I have done a few articles on Fairy Tales and still profess that they are the precursors of horror. These stories, though fanciful, are dark, brooding, didactic, and often gory or disturbing. The real tragedy is that so many of the greatest fairy tales are unknown because Disney hasn’t watered them down yet; however, I feel that those ones are the best ones because there really isn’t a natural way to water them down.
All-Kinds-of-Fur (Allerleiruh) is one of those fairy tales that isn’t gory or anything, but it is a great story that leaves a very uncomfortable feeling I the pit of the reader’s stomach…and isn’t that what we all crave?
The tale starts off with the death of a queen who was the most beautiful woman in all the land. On her death bed, she told her husband that he could marry again, but “if thou wishest to marry again after my death, take no one who is not quite as beautiful as I am.” After that pompous and handcuffing last wish, she died.
Well that king was obviously distraught at the loss of his wife, but the kingdom needed a queen. So he searched and searched and searched for a woman as beautiful as the late queen, but had no luck. He even sent scouts out to search the lands around the kingdom…no luck. Here comes the worms in the stomach feeling. Before dying, the queen had given birth to a daughter. As she grew, the king realized how much she looked like her mother…”quite as beautiful,” in fact. The king told his golden-haired daughter that she would be his new queen. Obviously she wasn’t; a fan of this and thought of a way to trick her dad. She said that she would marry him, but needed three dresses, one “as golden as the sun, one as silvery as the moon, and one as bright as the stars.” Additionally, she requested a coat made of a thousand different furs joined together, furs of every animal in the land. If she got those seemingly impossible things, she agreed to marry the king…yup, her dad.
The king proved to be far more resourceful than his daughter assumed and provided her with everything she had requested. The princess decides that her only course of action would be to run away. She took her three dresses, wrapped herself in the fur coat, escaped into the night, covered herself in soot and ash and found a hollow tree in the nearby forest.

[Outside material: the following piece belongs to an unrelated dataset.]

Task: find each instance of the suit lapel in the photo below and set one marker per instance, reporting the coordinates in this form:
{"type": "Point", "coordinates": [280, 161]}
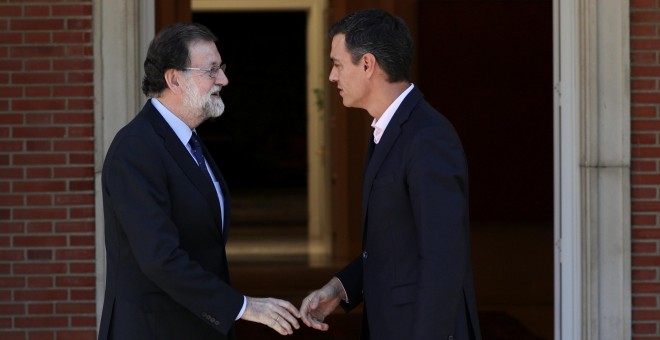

The next morning hunters (including the king) found her, but thought she was a wild animal due to the furs. When the king finally realized that she was human, he still didn’t recognize her because of the soot and ash covering her face. She claimed to be an orphan named Allerlairauh and was taken to the castle to work as a servant in the kitchen
I love the themes and troupes in these fairy tales. The number three comes up in almost every tale, this one is no different. A large feast happened in the castle and the disguised princess requested to go up, sit outside the door and listen to the party. The head of the kitchen allowed the hairy servant to go. Here is where the three-theme comes into play. The princes, before going to the feast, washes her face and puts on her gold dress, danced with her father and then ran off back into her disguise before the night was over. She then placed a royal ring into her father’s soup before it was brought upstairs. The king came rushing down to the kitchen to hunt for her when he found the ring, but only found the cook and Allerlairauh. The next feast, she wore the silver dress and the same situation.
The third time, in the dress that shone like stars, the king carefully slipped a little ring onto his daughter’s finger without her knowing. The king found another token in his soup and came hunting a third time. This time he saw the golden ring on Allerlairauh’s finger, ripped of the fur coat to reveal his daughter and announced “thou art my dear bride, and we will never more part from each other.” A short time later the king married his daughter who was equally as beautiful as her mother.
Okay, not a terrifying tale of terror, but still a very disturbing tale that shows how pioneering the Brothers Grimm truly were as the godfathers of horror.